I interviewed several places. Many of them looked great. I received an offer from one, but after much deliberation, realized it wasn’t right for me. That was hard. Turning down an offer when I had nothing to fall back on. Things were beginning to look really desperate. More rejections came in from both the job search and querying, and I started to worry I had made mistakes on all fronts. I doubted myself as a writer and as a teacher. Maybe my school administrators were right. Maybe I wasn’t worthy of being a teacher. Maybe I didn’t have what it takes. Maybe my writing isn’t good enough to be published. Maybe I’m deluding myself to think I could ever have an actual book with my name on it.
These are the sort of moments when I am so aware of my mental health diagnoses. So very aware of how my inner voice talks to me and how I listen to it. How it leads me down paths of hopelessness and desperation. How I feel so completely worthless at times because my inner voice tells me I am. And even when I know for a fact that these are cognitive distortions and that it’s not the truth, I still have a hard time convincing my emotional side to agree with my logical side.

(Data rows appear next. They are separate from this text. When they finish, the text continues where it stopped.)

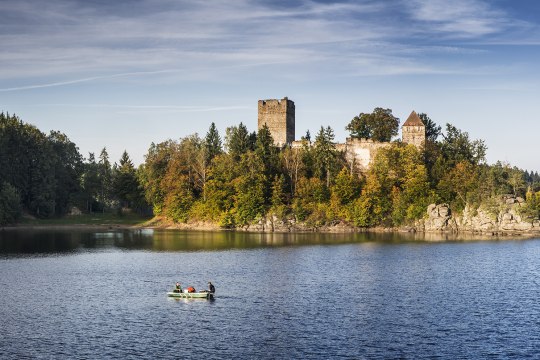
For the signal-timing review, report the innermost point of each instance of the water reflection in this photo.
(59, 241)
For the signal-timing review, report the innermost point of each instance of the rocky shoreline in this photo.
(503, 220)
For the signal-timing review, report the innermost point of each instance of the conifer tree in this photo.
(212, 143)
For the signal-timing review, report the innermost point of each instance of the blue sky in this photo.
(123, 74)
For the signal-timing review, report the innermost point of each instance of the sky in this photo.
(124, 74)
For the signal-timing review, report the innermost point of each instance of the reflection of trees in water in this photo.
(55, 241)
(30, 242)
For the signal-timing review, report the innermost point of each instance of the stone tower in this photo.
(413, 131)
(278, 115)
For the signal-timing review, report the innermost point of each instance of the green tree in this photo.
(68, 169)
(380, 125)
(10, 204)
(155, 167)
(249, 186)
(346, 187)
(456, 147)
(325, 154)
(90, 183)
(125, 183)
(105, 176)
(212, 143)
(238, 140)
(433, 131)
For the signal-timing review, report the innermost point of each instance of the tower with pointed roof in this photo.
(413, 131)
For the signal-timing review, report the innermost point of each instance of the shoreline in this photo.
(337, 229)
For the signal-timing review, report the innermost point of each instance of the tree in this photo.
(90, 182)
(346, 187)
(250, 198)
(459, 184)
(433, 131)
(238, 140)
(212, 143)
(125, 183)
(325, 154)
(379, 126)
(105, 196)
(68, 169)
(292, 162)
(456, 147)
(10, 204)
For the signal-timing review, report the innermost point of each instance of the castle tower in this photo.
(278, 115)
(413, 131)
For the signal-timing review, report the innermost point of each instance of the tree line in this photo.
(44, 175)
(246, 179)
(243, 178)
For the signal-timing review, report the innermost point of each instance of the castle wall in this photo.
(279, 116)
(361, 151)
(415, 135)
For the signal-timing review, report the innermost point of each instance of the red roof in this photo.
(413, 120)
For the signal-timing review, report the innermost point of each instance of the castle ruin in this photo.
(278, 115)
(413, 131)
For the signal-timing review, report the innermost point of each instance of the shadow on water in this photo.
(23, 241)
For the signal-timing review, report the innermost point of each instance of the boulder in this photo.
(438, 218)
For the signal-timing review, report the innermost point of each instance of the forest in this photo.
(242, 178)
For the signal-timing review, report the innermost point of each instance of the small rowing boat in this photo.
(197, 295)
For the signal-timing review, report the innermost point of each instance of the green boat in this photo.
(197, 295)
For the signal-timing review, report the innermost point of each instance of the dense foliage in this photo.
(45, 175)
(245, 178)
(251, 180)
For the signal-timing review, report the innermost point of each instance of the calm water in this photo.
(103, 295)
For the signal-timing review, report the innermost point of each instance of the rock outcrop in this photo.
(506, 218)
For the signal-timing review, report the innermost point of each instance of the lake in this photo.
(102, 294)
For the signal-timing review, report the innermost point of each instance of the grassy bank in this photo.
(97, 219)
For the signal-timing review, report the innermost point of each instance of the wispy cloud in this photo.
(71, 42)
(460, 18)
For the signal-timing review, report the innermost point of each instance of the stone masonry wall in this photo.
(279, 116)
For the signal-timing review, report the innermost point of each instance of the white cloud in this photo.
(461, 18)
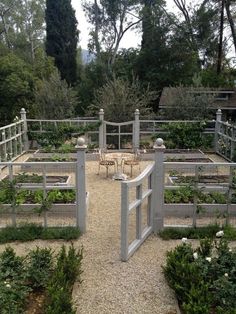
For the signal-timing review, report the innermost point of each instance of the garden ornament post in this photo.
(136, 130)
(25, 135)
(217, 128)
(81, 213)
(101, 130)
(158, 186)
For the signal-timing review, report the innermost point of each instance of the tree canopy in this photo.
(62, 37)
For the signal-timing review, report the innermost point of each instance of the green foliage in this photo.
(13, 290)
(54, 98)
(10, 194)
(68, 268)
(203, 279)
(11, 266)
(55, 137)
(39, 267)
(62, 37)
(186, 103)
(185, 194)
(16, 87)
(191, 233)
(119, 99)
(185, 135)
(39, 273)
(29, 232)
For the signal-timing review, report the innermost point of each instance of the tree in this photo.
(16, 87)
(164, 59)
(62, 37)
(119, 98)
(22, 26)
(184, 103)
(111, 20)
(54, 98)
(231, 20)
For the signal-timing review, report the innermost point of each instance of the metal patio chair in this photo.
(102, 161)
(134, 162)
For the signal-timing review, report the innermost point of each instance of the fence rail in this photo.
(30, 188)
(201, 202)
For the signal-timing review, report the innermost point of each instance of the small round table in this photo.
(119, 158)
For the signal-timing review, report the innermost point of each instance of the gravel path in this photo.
(109, 285)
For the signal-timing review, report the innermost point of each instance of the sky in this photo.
(130, 39)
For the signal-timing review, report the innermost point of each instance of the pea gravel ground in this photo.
(109, 285)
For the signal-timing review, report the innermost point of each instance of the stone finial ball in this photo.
(80, 141)
(159, 142)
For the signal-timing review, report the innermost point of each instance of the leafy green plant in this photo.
(29, 232)
(204, 278)
(37, 272)
(39, 267)
(185, 135)
(68, 268)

Then, on Tuesday, one day before the school year ended, I got a phone call from a local school district. The high school wanted to hire me. I was their first choice. I had never been someone’s first choice before! It felt amazing. They were such a good district, one I had applied to several times before and never even gotten an interview at. This was an excellent opportunity, and I was excited for it. But I also had interviewed at another school in a different district that just felt perfect for me. It was innovative. It was new and brilliant and so so so cool! The students were expected to take charge of their learning, and they did! Lessons were project based and self-paced and students responded to it. It was everything I had wanted teaching to look like in my previous job. One where we provide the supports for students then trust them to take initiative over their own progress. And the bathrooms were gender neutral! It was truly cutting-edge education. The type of school I dreamed of working at.

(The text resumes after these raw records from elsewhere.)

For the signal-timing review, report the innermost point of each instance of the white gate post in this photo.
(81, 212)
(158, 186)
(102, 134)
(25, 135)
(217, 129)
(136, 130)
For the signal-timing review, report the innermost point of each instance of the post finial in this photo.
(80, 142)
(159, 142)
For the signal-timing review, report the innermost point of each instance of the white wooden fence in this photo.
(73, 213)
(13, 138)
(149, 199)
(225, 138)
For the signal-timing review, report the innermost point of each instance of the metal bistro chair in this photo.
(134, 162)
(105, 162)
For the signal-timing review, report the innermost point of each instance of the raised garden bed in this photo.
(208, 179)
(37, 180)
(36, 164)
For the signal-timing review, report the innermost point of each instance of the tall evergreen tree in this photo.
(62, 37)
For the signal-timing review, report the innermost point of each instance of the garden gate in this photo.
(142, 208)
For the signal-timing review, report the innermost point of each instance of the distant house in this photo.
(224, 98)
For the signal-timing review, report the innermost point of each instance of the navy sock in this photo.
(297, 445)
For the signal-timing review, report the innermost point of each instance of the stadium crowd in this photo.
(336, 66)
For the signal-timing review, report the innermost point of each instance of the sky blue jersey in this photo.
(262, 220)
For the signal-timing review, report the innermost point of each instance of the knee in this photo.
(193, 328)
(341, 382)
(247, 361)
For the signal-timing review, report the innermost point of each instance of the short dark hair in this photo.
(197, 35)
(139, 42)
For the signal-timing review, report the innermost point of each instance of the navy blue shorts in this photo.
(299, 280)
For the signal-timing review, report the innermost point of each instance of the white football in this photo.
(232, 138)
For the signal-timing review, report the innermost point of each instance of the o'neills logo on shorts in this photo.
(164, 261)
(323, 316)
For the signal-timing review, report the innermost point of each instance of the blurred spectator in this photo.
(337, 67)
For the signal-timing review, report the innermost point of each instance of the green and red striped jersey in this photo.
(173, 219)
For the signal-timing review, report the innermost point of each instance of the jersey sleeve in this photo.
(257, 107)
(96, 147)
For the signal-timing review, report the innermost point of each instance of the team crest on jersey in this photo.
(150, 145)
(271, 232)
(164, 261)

But of course, my inner voice convinced me that they wouldn’t want me. So I accepted the job I was offered already. The safe choice.
Then, two days later, today, the dream school called me and offered me the position! I had never been wanted by two districts at the same time! It was so unexpected. I had to do a little backtracking with the other district I had already accepted an offer at, but a dream school is a dream school right? And now, I am so excited for next year. Scared as well, because new jobs are always a little scary. But mostly excited.
And you know what? Maybe I’ll have that dream agent making an offer someday too. You never know.
On March 2, I pulled a card from my Tarot deck. The Fool. A message to open myself up to new opportunities, to take those risky leaps. Well, here I am, ready to leap! Excited to see what I’ll find when I land.